There’s a proposal to reform broker fees in NYC. Here’s how the bill is trying to cut down costs for renters.

NEW YORK — There’s a new push to reform broker fees in New York City.

Many New Yorkers know when you move into a new apartment, you need to pay the first month’s rent and security deposit, and then, quite often, you have to pay the broker fee for the landlord, resulting in a total of about three months’ rent.

There’s now a proposal to cut down those up-front costs.

What are broker fees?

A broker fee is a commission paid to an agent in return for assistance in the rental of a unit.

In New York City, landlords often hire a broker to fill a vacancy and pass the cost of the broker onto the new tenant.

Typically, a broker’s fee will be 12-15% of the annual rent, but the state of New York does not cap fees.

While the city does not officially track the number of no-fee listings, the Real Estate Board of New York (REBNY) says right now, more than half — 54% — include a broker fee.

“This percentage fluctuates up and down throughout the year but demonstrates there is choice in the market,” said a REBNY spokesman.

Some tenants also choose to hire a broker when looking for an apartment.

NYC Councilmember introduces Fairness in Apartment Rental Expenses Act

For the second year in a row, City Councilmember Chi Ossé has introduced the Fairness in Apartment Rental Expenses Act, or FARE Act.

The bill doesn’t cap broker fees and it doesn’t ban them. Instead, it requires whoever hires the broker to pay for the broker.

“What other industry does that exist where someone else orders something or hires something, and then someone else has to pay for it?” Ossé said. “Why are we so conditioned to think that this is OK?”

The bill has 26 co-sponsors — support from the majority of the City Council.
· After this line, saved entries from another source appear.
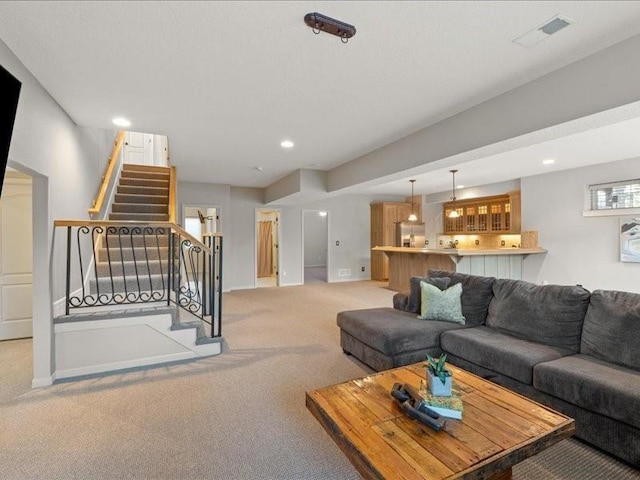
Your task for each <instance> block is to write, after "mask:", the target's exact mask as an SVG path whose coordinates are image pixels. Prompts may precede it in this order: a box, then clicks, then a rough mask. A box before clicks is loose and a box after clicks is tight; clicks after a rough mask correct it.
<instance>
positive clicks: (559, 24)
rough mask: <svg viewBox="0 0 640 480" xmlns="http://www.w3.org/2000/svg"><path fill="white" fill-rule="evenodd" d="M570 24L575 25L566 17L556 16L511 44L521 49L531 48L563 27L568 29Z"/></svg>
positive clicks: (570, 20) (549, 36) (540, 25)
mask: <svg viewBox="0 0 640 480" xmlns="http://www.w3.org/2000/svg"><path fill="white" fill-rule="evenodd" d="M572 23H575V22H574V21H573V20H570V19H568V18H567V17H564V16H560V15H556V16H554V17H552V18H550V19H549V20H547V21H546V22H544V23H543V24H542V25H539V26H537V27H536V28H534V29H533V30H529V31H528V32H527V33H525V34H524V35H521V36H520V37H518V38H516V39H515V40H513V43H517V44H518V45H521V46H523V47H528V48H531V47H533V46H535V45H537V44H538V43H540V42H542V41H543V40H546V39H547V38H549V37H550V36H551V35H553V34H555V33H557V32H559V31H560V30H562V29H563V28H565V27H568V26H569V25H571V24H572Z"/></svg>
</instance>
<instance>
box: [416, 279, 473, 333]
mask: <svg viewBox="0 0 640 480" xmlns="http://www.w3.org/2000/svg"><path fill="white" fill-rule="evenodd" d="M420 290H421V293H422V300H421V308H420V316H419V317H418V318H420V319H422V320H439V321H442V322H453V323H461V324H462V325H464V322H465V318H464V316H463V315H462V302H461V301H460V296H461V295H462V285H461V284H459V283H456V284H455V285H454V286H452V287H449V288H447V289H446V290H440V289H439V288H438V287H435V286H433V285H430V284H428V283H427V282H420Z"/></svg>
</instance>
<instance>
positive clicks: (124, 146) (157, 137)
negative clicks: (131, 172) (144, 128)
mask: <svg viewBox="0 0 640 480" xmlns="http://www.w3.org/2000/svg"><path fill="white" fill-rule="evenodd" d="M122 155H123V162H124V163H134V164H137V165H151V166H157V167H166V166H168V165H169V140H168V139H167V137H166V136H165V135H154V134H152V133H141V132H125V134H124V146H123V149H122Z"/></svg>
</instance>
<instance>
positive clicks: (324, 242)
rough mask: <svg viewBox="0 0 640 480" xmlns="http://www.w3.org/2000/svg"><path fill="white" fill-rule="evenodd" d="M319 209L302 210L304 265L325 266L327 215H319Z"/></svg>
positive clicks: (326, 256) (307, 265) (320, 266)
mask: <svg viewBox="0 0 640 480" xmlns="http://www.w3.org/2000/svg"><path fill="white" fill-rule="evenodd" d="M318 212H319V210H308V211H305V212H304V266H305V267H326V266H327V242H328V238H327V229H328V223H327V222H328V216H327V215H325V216H324V217H323V216H320V215H319V214H318Z"/></svg>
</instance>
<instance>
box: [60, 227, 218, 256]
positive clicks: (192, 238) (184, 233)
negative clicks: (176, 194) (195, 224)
mask: <svg viewBox="0 0 640 480" xmlns="http://www.w3.org/2000/svg"><path fill="white" fill-rule="evenodd" d="M53 226H54V227H113V226H132V227H133V226H135V227H156V228H161V227H164V228H170V229H172V230H174V231H175V232H176V233H179V234H180V235H181V236H182V237H184V238H186V239H188V240H189V241H190V242H191V243H192V245H195V246H196V247H200V248H201V249H202V250H203V251H204V252H205V253H207V254H209V255H211V254H212V252H211V249H210V248H209V247H207V246H206V245H205V244H204V243H202V241H200V240H198V239H197V238H196V237H194V236H193V235H191V234H190V233H189V232H187V231H186V230H185V229H184V228H182V227H181V226H180V225H176V224H175V223H173V222H154V221H148V222H141V221H138V220H54V222H53ZM211 236H214V237H222V234H221V233H216V234H211Z"/></svg>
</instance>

Consumer and Worker Protection Chair Julie Menin and six committee members will decide its fate.

A public hearing is set for June 12 at City Hall.

Ossé says Boston is one of the only other cities with this fee structure, and he wants New York to mimic the rest of the country.

Ryan Monell, with the Real Estate Board of New York, says brokers always add value because they simplify the process, regardless of who hires them. He believes this bill would lead to chaos in the market.

“New York is its own animal, right? And I think it’s a misconception to assume, if this bill were to pass, it would just automatically become what the rest of the country has,” he said.

He says if landlords have to pay the fee, they’ll just spike your rent, but Ossé disagrees. He says the market sets rents, not landlords.

“If your landlord could have raised your rent by tomorrow, he would have yesterday,” Ossé said.

“The cost isn’t going to be dissolved into thin air, right?” Monell said.

When asked if he would support some sort of cap on broker fees, Monell said, “I think the market … if you look at 99 percent of listings, are incredibly reasonable.”

New Yorkers say broker fees make renting an apartment too costly

CBS New York’s Mahsa Saeidi spoke to renter Annie Abreu, who was born in Sunset Park and isn’t leaving.

In recent years, Abreu and her mom have struggled to find an affordable unit, so they’re renting a room. Abreu showed it off in a TikTok video, writing, “So I decided to show you what it’s like living in NYC if you’re a low income resident rather than middle or upper class.” It’s garnered nearly 900,000 views.

“I should be able to find an apartment in my own neighborhood,” she said.

Abreu says renting an apartment is just too much money.

“Low-income people do not have the ability to pay three fees in one go,” she said.

Saeidi searched for rentals in Abreu’s Sunset Park neighborhood on one popular site. The search results showed 19 apartments had a broker fee and only two, including the most expensive unit listed, did not.

A spokesperson for the real estate websites Zillow and StreetEasy told CBS New York:

“StreetEasy & Zillow have on average 70% of the market share for the online real estate category in NY.

“According to research we published last year, about 50% of rentals on StreetEasy at any given time are listed as ‘no-fee’; but this isn’t uniform across price points. More affordable apartments at the low end of the market more often come with a broker fee than those at the higher end.”

“The fact that landlords can get away with that, putting that responsibility on low-income tenants especially, is really ridiculous,” Abreu said.

Another renter, Christian Garbutt, says a broker texted him requesting a $15,000 broker fee for a rent-stabilized unit costing about $1,025 per month.

“I was like, hell no,” Garbutt said. “I got upset. I said to myself, this is taking so much advantage of people.”

The New York Department of State, which is in charge of regulating brokers, tells CBS New York they have two open complaints on that broker. CBS New York reached out to that broker but has not heard back.

In 2023, the state received more than 700 complaints about brokers for various reasons. Some alleged the broker shouldn’t have collected a penny because they didn’t earn the commission. From that batch, so far, the state has taken disciplinary action against 68 brokers.

There are close to 60,000 brokers and agents in New York City. The vast majority have no complaints against them.